IRANDERMA


Helpful links for psoriasis:

International Federation of Psoriasis Associations
Psoriasis Council
 

PSORIASIS

Psoriasis derives its name from the Greek word for 'itch'. It is a common, genetically determined, inflammatory and proliferative disease of the skin. It is characterized by a rapid buildup of rough, dry, dead skin cells forming thick scales.  Normally, it takes about a month for new skin cells to move from the lowest layer of  skin, where they form, to the outermost layer, where they die and scale off in flakes. In psoriasis, the life cycle of skin cells speeds up, resulting in a multitude of dead cells on the outermost layer of  skin.

Incidence and Prevalence

The overall prevalence of psoriasis is about 1-3 %. It can occur suddenly at any age, but the onset is usually gradual and begins between ages 15 and 35. Psoriasis affects both sexes and all races.

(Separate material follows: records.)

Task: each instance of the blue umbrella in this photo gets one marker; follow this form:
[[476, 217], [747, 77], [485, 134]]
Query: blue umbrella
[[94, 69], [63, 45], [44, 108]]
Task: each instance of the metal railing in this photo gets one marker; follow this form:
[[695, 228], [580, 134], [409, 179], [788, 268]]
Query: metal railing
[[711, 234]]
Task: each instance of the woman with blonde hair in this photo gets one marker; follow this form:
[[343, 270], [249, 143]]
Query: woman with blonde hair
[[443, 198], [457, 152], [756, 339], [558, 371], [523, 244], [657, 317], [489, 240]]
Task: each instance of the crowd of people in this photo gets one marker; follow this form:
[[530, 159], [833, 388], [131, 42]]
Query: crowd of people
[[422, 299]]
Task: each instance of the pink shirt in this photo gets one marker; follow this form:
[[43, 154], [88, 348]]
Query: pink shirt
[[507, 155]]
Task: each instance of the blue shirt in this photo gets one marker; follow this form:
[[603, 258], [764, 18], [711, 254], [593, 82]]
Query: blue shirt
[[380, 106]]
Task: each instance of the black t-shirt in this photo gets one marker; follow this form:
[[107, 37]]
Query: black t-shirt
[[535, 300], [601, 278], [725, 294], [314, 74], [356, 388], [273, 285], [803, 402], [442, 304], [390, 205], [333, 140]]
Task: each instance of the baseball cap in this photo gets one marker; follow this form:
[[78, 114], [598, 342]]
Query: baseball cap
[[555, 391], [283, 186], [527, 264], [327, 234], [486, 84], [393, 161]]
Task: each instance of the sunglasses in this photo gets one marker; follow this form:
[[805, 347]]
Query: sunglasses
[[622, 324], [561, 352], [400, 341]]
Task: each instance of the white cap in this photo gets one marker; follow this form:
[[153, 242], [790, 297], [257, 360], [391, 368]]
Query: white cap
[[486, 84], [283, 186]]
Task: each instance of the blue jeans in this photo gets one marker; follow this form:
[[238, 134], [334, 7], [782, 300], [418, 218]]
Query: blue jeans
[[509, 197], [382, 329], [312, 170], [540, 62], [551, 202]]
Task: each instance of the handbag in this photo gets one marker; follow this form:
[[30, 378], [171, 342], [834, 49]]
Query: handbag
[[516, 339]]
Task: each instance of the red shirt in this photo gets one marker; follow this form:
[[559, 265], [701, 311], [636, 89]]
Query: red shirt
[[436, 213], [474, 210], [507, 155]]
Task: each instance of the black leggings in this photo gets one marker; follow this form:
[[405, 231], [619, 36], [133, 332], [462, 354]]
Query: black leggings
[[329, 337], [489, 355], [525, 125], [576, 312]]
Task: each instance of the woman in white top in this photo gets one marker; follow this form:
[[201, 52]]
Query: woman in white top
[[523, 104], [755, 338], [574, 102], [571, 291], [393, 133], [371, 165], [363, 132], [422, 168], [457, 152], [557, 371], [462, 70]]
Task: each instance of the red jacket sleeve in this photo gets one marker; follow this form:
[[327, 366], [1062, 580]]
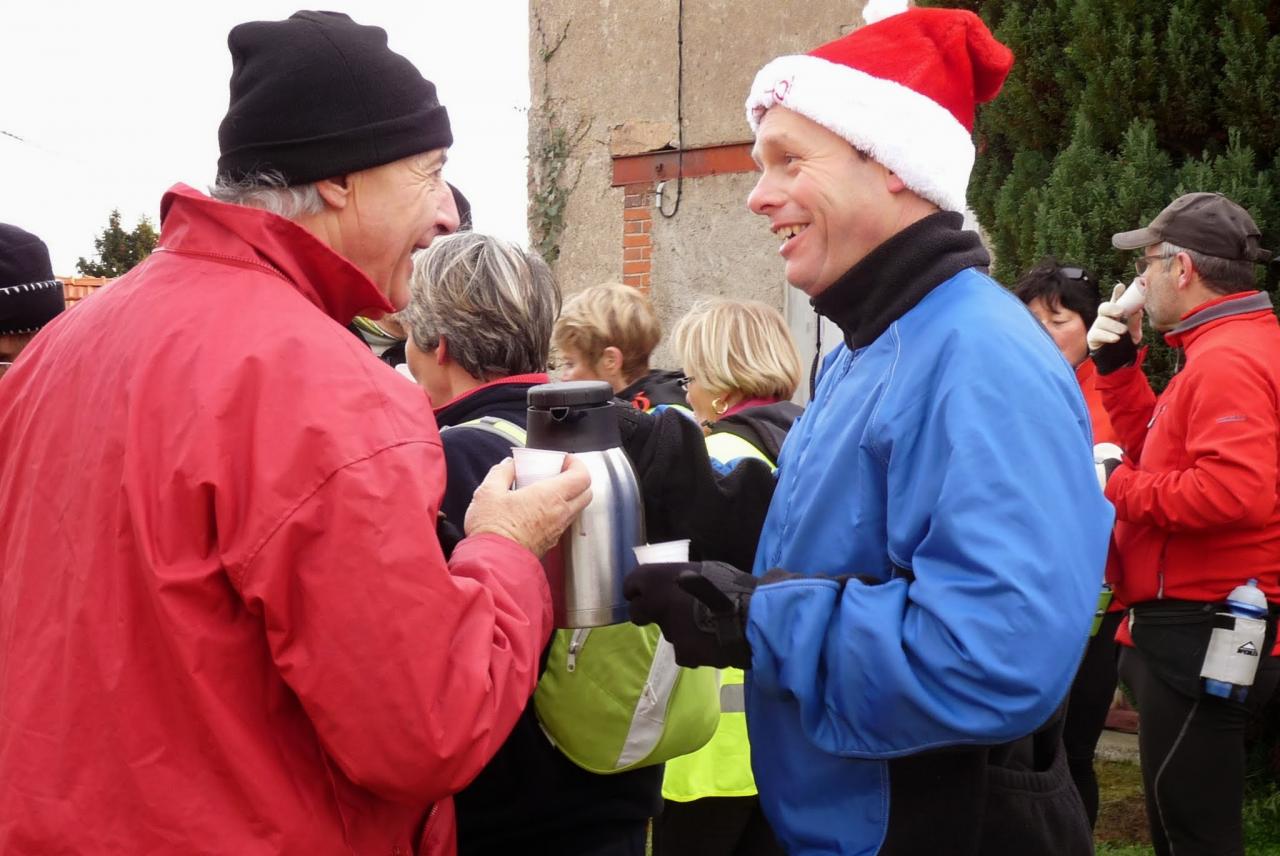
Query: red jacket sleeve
[[412, 671], [1129, 402], [1230, 454]]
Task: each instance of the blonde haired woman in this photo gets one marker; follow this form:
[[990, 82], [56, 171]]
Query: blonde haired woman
[[741, 367]]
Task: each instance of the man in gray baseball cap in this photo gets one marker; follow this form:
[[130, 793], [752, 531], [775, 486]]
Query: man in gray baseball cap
[[1196, 500]]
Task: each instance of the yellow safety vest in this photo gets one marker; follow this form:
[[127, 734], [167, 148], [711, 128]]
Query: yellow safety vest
[[722, 768]]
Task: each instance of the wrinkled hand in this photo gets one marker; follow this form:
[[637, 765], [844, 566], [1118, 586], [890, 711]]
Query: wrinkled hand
[[1114, 338], [700, 608], [534, 516]]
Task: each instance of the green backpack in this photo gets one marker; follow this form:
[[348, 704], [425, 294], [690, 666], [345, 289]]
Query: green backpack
[[612, 699]]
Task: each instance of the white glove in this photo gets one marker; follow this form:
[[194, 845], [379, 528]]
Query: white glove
[[1111, 323], [1106, 457]]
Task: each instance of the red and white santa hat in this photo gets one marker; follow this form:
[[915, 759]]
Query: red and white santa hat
[[901, 90]]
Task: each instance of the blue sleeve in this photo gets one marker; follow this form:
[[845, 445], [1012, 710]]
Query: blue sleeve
[[993, 509]]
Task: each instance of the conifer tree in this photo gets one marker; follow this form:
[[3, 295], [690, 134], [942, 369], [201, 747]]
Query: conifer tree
[[119, 250], [1112, 109]]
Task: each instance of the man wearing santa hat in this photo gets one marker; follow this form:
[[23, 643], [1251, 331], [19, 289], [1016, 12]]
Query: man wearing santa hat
[[917, 607]]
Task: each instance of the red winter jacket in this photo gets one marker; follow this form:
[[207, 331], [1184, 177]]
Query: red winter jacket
[[225, 622], [1196, 503]]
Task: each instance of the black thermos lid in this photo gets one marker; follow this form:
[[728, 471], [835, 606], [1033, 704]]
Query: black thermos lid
[[572, 416], [570, 393]]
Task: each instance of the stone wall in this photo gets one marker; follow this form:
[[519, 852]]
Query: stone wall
[[604, 78]]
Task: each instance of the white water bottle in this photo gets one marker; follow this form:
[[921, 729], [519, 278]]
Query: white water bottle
[[1235, 645], [1133, 298]]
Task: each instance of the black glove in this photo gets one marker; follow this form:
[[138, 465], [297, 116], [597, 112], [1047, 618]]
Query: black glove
[[700, 608], [634, 425], [1114, 356]]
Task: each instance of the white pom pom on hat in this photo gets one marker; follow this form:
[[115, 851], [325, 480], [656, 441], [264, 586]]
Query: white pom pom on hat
[[901, 90]]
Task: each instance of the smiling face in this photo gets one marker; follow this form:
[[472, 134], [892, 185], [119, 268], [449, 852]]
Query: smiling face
[[1065, 326], [391, 211], [827, 202]]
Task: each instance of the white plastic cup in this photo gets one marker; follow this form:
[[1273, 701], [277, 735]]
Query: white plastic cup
[[1133, 298], [662, 552], [535, 465]]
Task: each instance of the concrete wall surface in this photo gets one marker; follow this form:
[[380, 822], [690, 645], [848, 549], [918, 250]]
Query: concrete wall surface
[[607, 73]]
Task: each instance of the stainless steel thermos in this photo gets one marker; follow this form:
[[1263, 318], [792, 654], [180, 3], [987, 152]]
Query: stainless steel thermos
[[586, 568]]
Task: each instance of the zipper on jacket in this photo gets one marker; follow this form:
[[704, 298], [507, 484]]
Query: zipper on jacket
[[575, 645], [1160, 570]]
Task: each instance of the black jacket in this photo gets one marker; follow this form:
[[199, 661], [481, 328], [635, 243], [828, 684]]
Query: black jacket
[[764, 426], [529, 799], [656, 388]]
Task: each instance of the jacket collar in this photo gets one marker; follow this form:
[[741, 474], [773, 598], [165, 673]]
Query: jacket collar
[[897, 274], [1228, 306], [485, 396], [193, 224]]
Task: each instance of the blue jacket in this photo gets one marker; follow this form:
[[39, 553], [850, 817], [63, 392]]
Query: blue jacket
[[950, 462]]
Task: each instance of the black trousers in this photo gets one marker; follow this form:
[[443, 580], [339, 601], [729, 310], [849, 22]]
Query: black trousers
[[1087, 710], [618, 838], [713, 827], [1192, 750]]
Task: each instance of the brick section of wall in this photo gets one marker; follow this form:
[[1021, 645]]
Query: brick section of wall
[[638, 236]]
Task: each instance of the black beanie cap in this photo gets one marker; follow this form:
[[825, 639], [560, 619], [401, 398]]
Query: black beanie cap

Americas: 1-2 %. Rare in American blacks and absent in Red Indians.

South America: 0.97%

Germany: 1.3%

Great Britain: 1.6%

Denmark: 1.7%

Sweden-2.3%

West Africa-Rare

Japan-Low

Eskimos: Very Low



Etiology 

The evidence that psoriasis may be inherited is beyond doubt, and rests on population surveys, twin and other family analyses and HLA studies. There has, however, been controversy over the mode of inheritance and researchers haven't yet been able to identify the gene or genes responsible for psoriasis.
It is common for psoriasis to run in families; approximately one-third of patients with psoriasis have a family member with the same condition.

Several other factors are important in provoking or exacerbating psoriasis;

  1. Trauma; psoriasis worsens in areas of skin trauma (Koebner's phenomenon), so don't pick, scratch, or scrub the lesions and scales!

  2. Infection;  acute streptococcal infection precipitating guttate psoriasis.

  3. Endocrine factors

  4. Sunlight; although generally is beneficial for psoriasis, but it's better to avoid strong sunlight always!

  5. Metabolic factors; hypocalcemia

  6. Drugs; especially lithium, beta blockers and antimalarials . Also clonidine, iodides, glibenclamide, and tetracycline may exacerbate psoriasis

  7. Psychogenesis factors

The role of food visa viz psoriasis is controversial. Red meats are generally considered to exacerbate psoriasis. A few shellfish may stimulate an acute exacerbation while, as a whole fish is considered beneficial in psoriasis. Fish oils containing essential fatty acids have been found to be effective in many patients, though conclusive evidence is still awaited.

Clinical features

Psoriasis has several clinical expressions, but the most frequent type is psoriasis vulgaris, which occurs as chronic scaling papules and plaques in characteristic sites of the body, largely related to repeated minor trauma: scalp, elbows, forearms, lumbosacral region, knees, but usually not on the face.

Other variants of psoriasis are; erythrodermic psoriasis, generalized psoriasis, guttate psoriasis and pustular psoriasis.

Psoriasis only rarely affects general health apart from arthritis. Itching is usually mild. Once the problem starts, it usually continues although it may get better or worse over time and even seem to disappear for prolonged periods.


Psoriatic Arthritis

About 10 percent of people with psoriasis develop psoriatic arthritis. Commonly they are adults in their 20s, 30s and 40s. Psoriatic arthritis is not accompanied by rheumatoid-type nodules, and has been classified into five clinical groups which often overlap:

1. Predominantly peripheral mono- or asymmetrical oligoarthritis

2. Predominantly distal interphalangeal arthritis

3. Predominantly symmetrical, rheumatoid-like arthritis

4. Arthritis mutilans

5. Predominantly axial arthritis

Management

One of the things that make psoriasis so difficult to control is its wide variation in type, severity and response to treatment. There are some myths and facts about psoriasis that you should know;

  1. At present there is no cure for psoriasis but it can often be completely cleared for periods of months or even years.

  2. Every psoriatic patient presents an individual problem. Treatment depends upon age, sex, occupation, personality, general health, intelligence and resources as well as the type, extent, duration and natural history of the disease.

  3. Psoriasis does not appear to shorten a person's life.

  4. Psoriasis itself will not cause the hair to fall out.

  5. There is no scientific evidence that homeopathic treatments are effective for treating psoriasis.